On Mon Jan 19 2009 @  4:21, dolphin_sonar wrote:
> Again, you answered my question. You should be teaching Perl as your
> responses are very clear and that's not easy for people to do...give
> clear, concise responses.

Actually, I had a big goof in my response. The program and the print
statement are fine as you had them, and *I* got myself turned around.

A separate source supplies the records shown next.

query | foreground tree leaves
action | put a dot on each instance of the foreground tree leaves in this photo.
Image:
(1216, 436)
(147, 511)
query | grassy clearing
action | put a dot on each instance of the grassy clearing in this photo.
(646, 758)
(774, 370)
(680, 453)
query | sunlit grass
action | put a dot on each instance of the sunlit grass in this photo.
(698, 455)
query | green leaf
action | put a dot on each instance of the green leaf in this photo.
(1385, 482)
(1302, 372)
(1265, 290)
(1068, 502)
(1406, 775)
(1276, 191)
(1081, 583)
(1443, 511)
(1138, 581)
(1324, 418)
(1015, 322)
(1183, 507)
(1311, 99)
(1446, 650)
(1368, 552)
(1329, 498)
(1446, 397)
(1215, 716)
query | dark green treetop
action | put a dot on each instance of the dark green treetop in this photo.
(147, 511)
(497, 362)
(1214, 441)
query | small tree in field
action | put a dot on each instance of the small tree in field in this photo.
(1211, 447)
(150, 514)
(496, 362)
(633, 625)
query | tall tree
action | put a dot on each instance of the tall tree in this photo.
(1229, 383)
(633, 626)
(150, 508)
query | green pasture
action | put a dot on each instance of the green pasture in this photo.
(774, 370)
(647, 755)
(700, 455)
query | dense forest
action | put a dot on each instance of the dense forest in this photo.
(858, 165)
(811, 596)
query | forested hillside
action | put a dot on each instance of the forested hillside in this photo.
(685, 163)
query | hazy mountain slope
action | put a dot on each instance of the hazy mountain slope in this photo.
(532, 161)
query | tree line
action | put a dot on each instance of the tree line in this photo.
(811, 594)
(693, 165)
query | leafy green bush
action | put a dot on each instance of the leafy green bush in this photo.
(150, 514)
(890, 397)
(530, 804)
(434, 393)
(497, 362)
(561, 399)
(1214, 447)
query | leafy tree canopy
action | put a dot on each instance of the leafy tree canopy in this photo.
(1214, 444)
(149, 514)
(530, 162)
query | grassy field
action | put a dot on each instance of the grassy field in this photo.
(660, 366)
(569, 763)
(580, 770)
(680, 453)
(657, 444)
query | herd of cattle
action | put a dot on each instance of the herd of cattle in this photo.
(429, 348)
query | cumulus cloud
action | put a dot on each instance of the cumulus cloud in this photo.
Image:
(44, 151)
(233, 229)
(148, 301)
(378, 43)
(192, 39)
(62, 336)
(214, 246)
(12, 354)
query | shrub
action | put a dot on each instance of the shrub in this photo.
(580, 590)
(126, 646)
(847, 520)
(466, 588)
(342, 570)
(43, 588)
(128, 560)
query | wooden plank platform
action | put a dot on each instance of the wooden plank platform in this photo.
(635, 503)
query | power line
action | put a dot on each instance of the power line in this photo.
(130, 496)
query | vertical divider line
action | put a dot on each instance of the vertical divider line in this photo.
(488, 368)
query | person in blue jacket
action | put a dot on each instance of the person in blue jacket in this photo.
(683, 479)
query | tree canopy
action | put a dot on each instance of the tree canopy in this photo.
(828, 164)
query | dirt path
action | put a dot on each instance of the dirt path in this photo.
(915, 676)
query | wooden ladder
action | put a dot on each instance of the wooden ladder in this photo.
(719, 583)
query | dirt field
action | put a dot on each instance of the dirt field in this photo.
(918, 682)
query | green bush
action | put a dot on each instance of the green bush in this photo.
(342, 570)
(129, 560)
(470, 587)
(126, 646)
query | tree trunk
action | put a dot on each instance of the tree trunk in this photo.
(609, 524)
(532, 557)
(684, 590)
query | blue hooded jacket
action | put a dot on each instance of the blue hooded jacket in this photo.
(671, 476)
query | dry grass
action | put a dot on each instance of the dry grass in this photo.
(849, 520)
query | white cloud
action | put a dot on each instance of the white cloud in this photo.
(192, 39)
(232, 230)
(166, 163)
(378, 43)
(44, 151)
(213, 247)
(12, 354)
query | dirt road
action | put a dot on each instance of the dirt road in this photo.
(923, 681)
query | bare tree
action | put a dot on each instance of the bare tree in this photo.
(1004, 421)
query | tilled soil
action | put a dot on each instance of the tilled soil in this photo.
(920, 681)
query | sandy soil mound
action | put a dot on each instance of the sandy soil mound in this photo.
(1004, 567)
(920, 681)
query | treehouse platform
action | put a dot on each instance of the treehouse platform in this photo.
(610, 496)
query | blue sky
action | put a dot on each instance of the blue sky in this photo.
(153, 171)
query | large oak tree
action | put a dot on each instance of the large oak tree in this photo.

When I typed up your program, I was thinking of other ways I might do it,
and I produced this:

    sub running_sum {
        state $sum = 0;
        state @numbers;
        
        push @numbers, @_;
        $sum += $_ foreach @numbers;  ## WRONG - should be foreach @_
        say "The sum of (@numbers) is $sum";
    }

I thought it would be easier to push the whole @_ array into @numbers at
once and add everything into $sum in a one-liner as well. But I did it
wrong.

The problem was that I added the entire @numbers array to $sum, but from
from call to call, I only want to add the new items (the ones in the @_
array). That's what I get for trying to answer a question and rewrite the
example all at the same time.

As for 'say' it's a new feature in 5.10 (like the state variables) which
allows you to print without explicitly asking for the "\n" - it looks like
it's officially introduced in Learning Perl 5e on page 90.